Propose 36 literature-backed ENVIRONMENT + METABOLISM traits#84
Merged
Conversation
Adds candidate trait records for coverage gaps in two categories, each backed by >=2 distinct verified literature citations and enforced in CI. Schema: - Add PROPOSED value to MappingStatusEnum (candidate traits from literature research; must carry >=2 distinct citations). Validation: - New scripts/audit_proposals.py enforces >=2 distinct, well-formed (PMID/DOI/URL) citations per PROPOSED record, counted across definition_source + evidence[].reference. Wired into the `qc` justfile target (and thus CI). Emits reports/proposal_citation_audit.tsv. - tests/test_audit_proposals.py locks the rule. - Relax tests/test_seed.py to allow traitmech: identifiers and PROPOSED status. ENVIRONMENT proposals (18, traitmech:000001-000018): pressure/piezophily, radiation (ionizing/UV), desiccation/xerophily, and heavy-metal/metalloid tolerance (Cd/Zn/Co/Hg/As/Cu) families. METABOLISM proposals (21, traitmech:000019-000039): six autotrophic carbon-fixation pathways (+carbon_fixation head), product-specific fermentations, DNRA, dissimilatory iron reduction, manganese oxidation, anaerobic oxidation of methane, oxygenic/anoxygenic photosynthesis, proteorhodopsin phototrophy, plus intermediate axis classes (phototrophy, photosynthesis, dissimilatory_metal_reduction). DNRA/AOM/ metal-reduction parent to the existing METPO:1000802 anaerobic respiration. Reports: reports/environment_trait_proposals.md, reports/metabolism_trait_proposals.md. Verification: validate-strict 0 errors over 396 files; audit-proposals 39/39 PROPOSED passing; pytest 70 passed; minted IDs contiguous 000001-000039. Co-Authored-By: Claude Opus 4.8 (1M context) <noreply@anthropic.com>
There was a problem hiding this comment.
Pull request overview
Adds 39 PROPOSED candidate TraitRecord YAMLs (18 ENVIRONMENT + 21 METABOLISM) filling clear coverage gaps (pressure/piezophily, radiation, desiccation, heavy-metal tolerance, carbon-fixation pathways, product-specific fermentations, DNRA, AOM, metal redox, phototrophy/photosynthesis).
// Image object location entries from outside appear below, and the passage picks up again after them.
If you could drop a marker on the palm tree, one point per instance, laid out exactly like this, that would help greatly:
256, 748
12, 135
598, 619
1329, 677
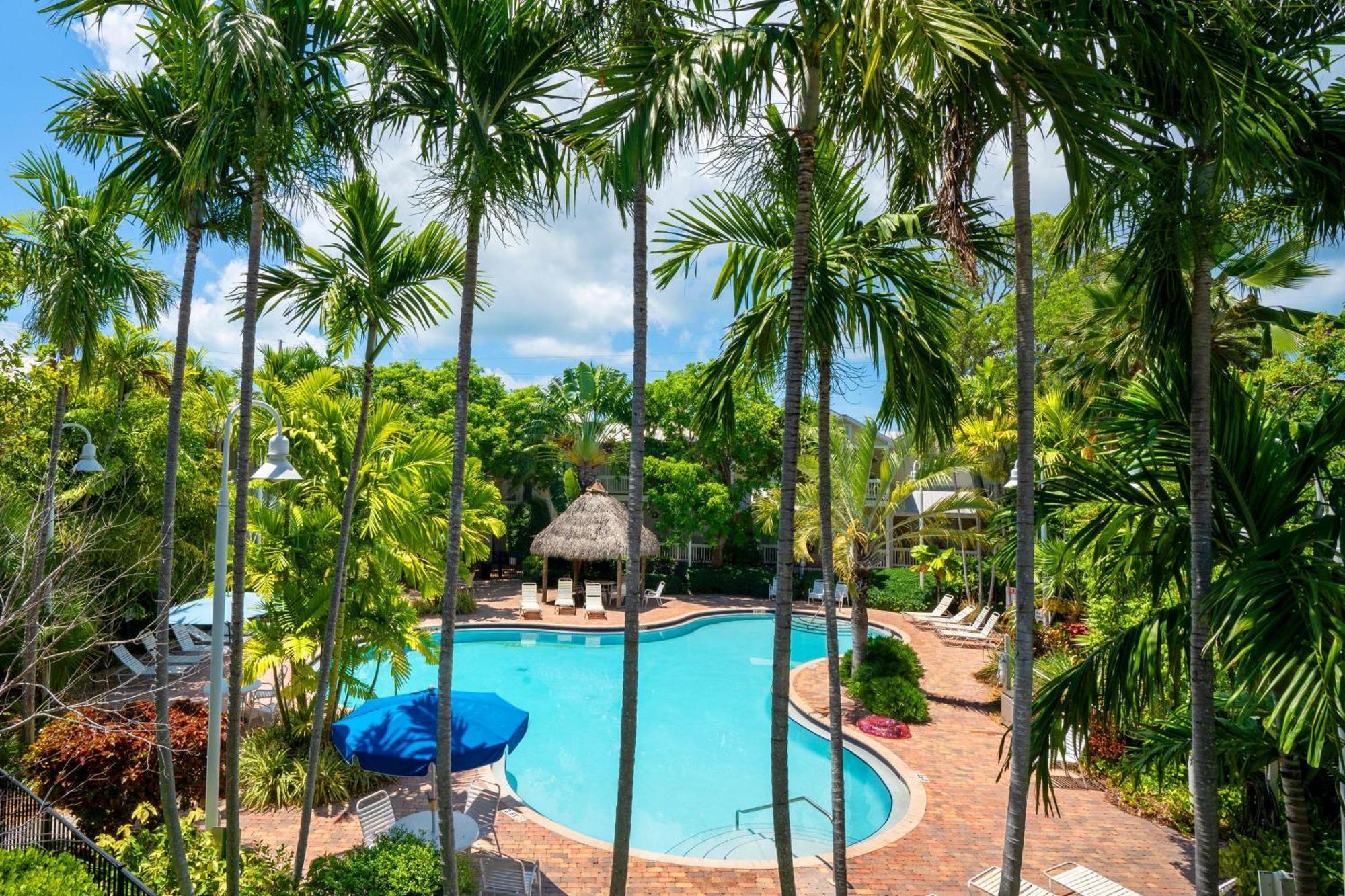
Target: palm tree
1278, 600
473, 77
80, 275
872, 286
278, 99
377, 283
Each record carries ≥2 distinct verified citations, with a new PROPOSED enum value and a new scripts/audit_proposals.py audit (wired into just qc / CI) enforcing the citation bar.
Changes:
- Schema: add
PROPOSEDvalue toMappingStatusEnum; relaxtests/test_seed.pyto accepttraitmech:IDs and the new status. - New
scripts/audit_proposals.py+ unit tests;audit-proposalsjustfile recipe added to theqccomposite target. - 39 candidate trait YAMLs under
data/traits/{environment,metabolism}/mintedtraitmech:000001–traitmech:000039, plus two narrative reports and a generated TSV audit report.
Reviewed changes
Copilot reviewed 47 out of 47 changed files in this pull request and generated 2 comments.
Show a summary per file
| File | Description |
|---|---|
| src/traitmech/schema/traitmech.yaml | Add PROPOSED mapping status with description referencing the citation audit. |
| scripts/audit_proposals.py | New citation-bar audit for PROPOSED records (≥2 distinct, well-formed citations). |
| tests/test_audit_proposals.py | Locks the audit rules (skip non-PROPOSED, dedupe, placeholders, malformed). |
| tests/test_seed.py | Accept traitmech: identifiers and PROPOSED status. |
| justfile | Add audit-proposals recipe and chain it into qc. |
| reports/proposal_citation_audit.tsv | Generated audit output (uses absolute filesystem paths — see comment). |
| reports/environment_trait_proposals.md, reports/metabolism_trait_proposals.md | Narrative justification + citation indexes for the two proposal cohorts. |
| data/traits/environment/*.yaml (18 files) | New PROPOSED ENVIRONMENT traits (pressure, radiation, desiccation, metal tolerance). |
| data/traits/metabolism/*.yaml (21 files) | New PROPOSED METABOLISM traits (carbon fixation pathways, fermentations, DNRA, AOM, metal redox, phototrophy). |
💡 Add Copilot custom instructions for smarter, more guided reviews. Learn how to get started.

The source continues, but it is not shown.